When was the last time you regularly deposited money into your savings or brokerage accounts? No, not your 401(k) – you probably have that covered through your automatic payroll deduction.
Of the more than 100 clients certified financial planner Mari Adam works with, most are good about not touching what's in their savings and brokerage accounts. But "they won't put anything in," she added. "I can't think of a single one who makes contributions voluntarily."
You know how it goes: Money hits your checking account; you make a mental note to transfer some of it to savings. Then you don't.
"The longer you leave it in checking, the more likely it will vanish," Adam said. That's why she recommends clients set up payroll deposits of $100 to $250 into their savings and brokerage accounts.
The real secret to making your savings grow, she said, is simple: "Try to get it away from you."
Strategy No. 2: Give net worth a chance.
Credit card debt is like a pit of quicksand for your net worth.
Paying off your highest rate debt first is one of the fastest (and cheapest) ways to become debt-free, said certified financial planner Patricia Jennerjohn.
Here's the strategy: First, figure out how much you can afford to pay toward credit card debt every month. Say it's $400.
Next, divvy up the $400 in the following way: Pay the minimums owed on all your cards. Then apply whatever is left to your highest rate card.
So, for example, say you have $10,000 in credit card debt over four cards.

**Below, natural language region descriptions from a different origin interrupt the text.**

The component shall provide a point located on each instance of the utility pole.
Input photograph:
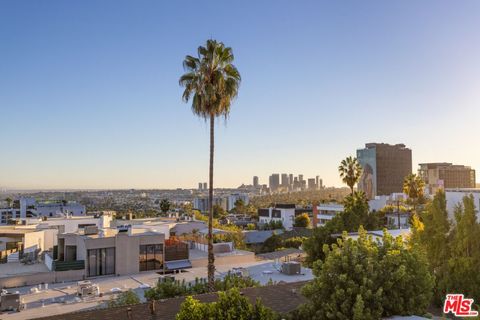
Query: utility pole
(398, 213)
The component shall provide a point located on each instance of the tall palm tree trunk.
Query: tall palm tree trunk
(211, 257)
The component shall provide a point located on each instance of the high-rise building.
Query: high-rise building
(274, 181)
(446, 175)
(385, 167)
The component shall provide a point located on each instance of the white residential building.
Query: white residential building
(379, 202)
(30, 208)
(231, 199)
(325, 212)
(281, 212)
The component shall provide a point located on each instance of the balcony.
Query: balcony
(68, 265)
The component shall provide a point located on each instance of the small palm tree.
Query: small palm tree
(9, 201)
(413, 187)
(211, 82)
(350, 171)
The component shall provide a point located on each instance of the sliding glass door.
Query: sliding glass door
(101, 261)
(151, 257)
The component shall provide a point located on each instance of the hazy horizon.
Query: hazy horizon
(90, 98)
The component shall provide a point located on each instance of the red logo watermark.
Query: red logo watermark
(459, 306)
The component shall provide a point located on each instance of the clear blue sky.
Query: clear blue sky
(89, 94)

The first has a $5,000 balance with a 20 percent APR; the second has a $2,500 balance at 18 percent; the third has a $1,250 balance at 16 percent and the fourth has a $1,250 balance at 14 percent.
You'll pay the 2 percent minimums due on all the cards (for a total of $200), then you'll apply the remaining $200 you've earmarked for debt payments to the $5,000 card. In effect, you're paying $300 a month to that card ($100 minimum +$200 extra).
Once that card is paid off, you apply that $300 to the next highest rate card (with the $2,500 balance) in addition to the minimum you've been paying. When it's paid off, apply those payments plus the minimum to the next highest rate card, and so on.
Continue with this strategy until all your balances are zero.
Using this method in the example above, you'd be debt-free in 2 years and 3 months and will pay less than $2,700 in interest, Jennerjohn said.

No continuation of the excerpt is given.